Um surto silencioso e devastador atinge criadores de cavalos em diversas regiões do país. Em Guarulhos (SP), nove animais da chácara Dia de Sol morreram em apenas dois meses após consumirem ração da empresa Nutratta Nutrição Animal Ltda.. Os sintomas assustaram até os tutores mais experientes: cavalos desorientados, andando em círculos, tentando morder paredes — como se estivessem em surto. "É como se fosse uma demência", disse o criador Marcos Barbosa ao g1.
O caso de Guarulhos é apenas um entre muitos. Desde abril, o Ministério da Agricultura e Pecuária (Mapa) recebeu dezenas de denúncias e, no dia 17 de junho, determinou o recolhimento nacional de todos os produtos da Nutratta destinados a equídeos, fabricados a partir de novembro de 2024. As vendas também foram suspensas. A razão? A presença de monocrotalina, uma toxina natural altamente letal para cavalos, encontrada em plantas do gênero Crotalaria, usadas como adubo verde.
As análises laboratoriais confirmaram a ligação entre o consumo da ração e os casos de morte. Segundo a advogada Alessandra Agarussi, que representa vítimas do caso, já são 645 cavalos mortos em seis estados — incluindo São Paulo, Rio de Janeiro, Minas Gerais, Goiás, Alagoas e Bahia (onde há 40 mortes registradas). Outros 368 animais seguem em tratamento e 199 estão sob observação.
Além das perdas emocionais, os prejuízos financeiros são gigantescos. Barbosa estima que só ele perdeu cerca de R$ 700 mil. Criadores relataram que os animais mortos iam de mestiços sem registro até cavalos de alto valor, alguns avaliados em mais de R$ 2 milhões.
A veterinária Marcella Batista, que também perdeu dois animais, explica que não há cura para a intoxicação. "Só existe tratamento de suporte com soro e antitóxicos. Muitos acabam sendo sacrificados por causa do sofrimento", afirma.
O Mapa ainda identificou falhas graves no processo de fabricação da Nutratta, como uso de ingredientes proibidos, ausência de controle de qualidade e falta de rastreabilidade nos lotes — o que impede saber exatamente quais estão contaminados.
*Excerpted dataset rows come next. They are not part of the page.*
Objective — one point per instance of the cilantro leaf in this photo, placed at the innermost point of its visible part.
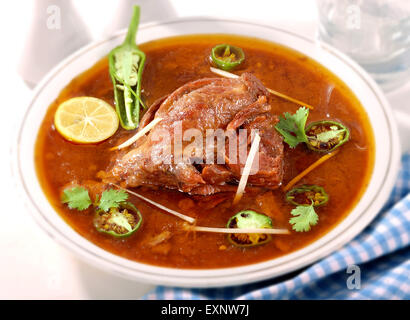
(112, 199)
(76, 198)
(292, 127)
(304, 217)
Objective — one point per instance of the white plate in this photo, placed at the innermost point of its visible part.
(386, 164)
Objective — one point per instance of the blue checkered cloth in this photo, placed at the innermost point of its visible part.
(381, 252)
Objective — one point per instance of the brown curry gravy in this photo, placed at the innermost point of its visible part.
(172, 62)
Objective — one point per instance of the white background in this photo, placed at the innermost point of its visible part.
(32, 265)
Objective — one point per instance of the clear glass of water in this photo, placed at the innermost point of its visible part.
(375, 33)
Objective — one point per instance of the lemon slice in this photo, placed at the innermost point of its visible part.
(86, 120)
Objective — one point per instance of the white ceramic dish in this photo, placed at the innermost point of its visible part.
(386, 157)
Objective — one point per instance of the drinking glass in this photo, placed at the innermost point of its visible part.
(375, 33)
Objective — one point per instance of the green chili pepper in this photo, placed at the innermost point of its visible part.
(249, 219)
(118, 222)
(307, 195)
(326, 136)
(227, 57)
(126, 64)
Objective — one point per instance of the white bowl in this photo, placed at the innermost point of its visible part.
(387, 157)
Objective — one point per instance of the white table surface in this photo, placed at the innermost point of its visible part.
(32, 265)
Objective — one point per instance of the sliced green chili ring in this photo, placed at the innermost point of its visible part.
(126, 64)
(227, 57)
(307, 195)
(118, 222)
(245, 220)
(326, 136)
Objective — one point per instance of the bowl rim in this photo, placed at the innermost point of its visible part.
(206, 277)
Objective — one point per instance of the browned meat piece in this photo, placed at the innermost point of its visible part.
(203, 104)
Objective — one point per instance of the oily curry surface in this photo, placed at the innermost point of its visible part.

A empresa afirma que ainda não há comprovação definitiva da responsabilidade direta dos seus produtos, mas conseguiu liminar para continuar operando com itens que não sejam destinados a cavalos.
O caso segue sob investigação. O Ministério Público de São Paulo já abriu apuração preliminar e a empresa terá 20 dias para apresentar defesa. O Mapa, até o momento da última atualização, não respondeu.
Enquanto isso, tutores, criadores e veterinários seguem lidando com perdas irreparáveis — e a incerteza sobre até onde vai o alcance desse que já é considerado o maior caso de contaminação animal por ração da história recente do Brasil.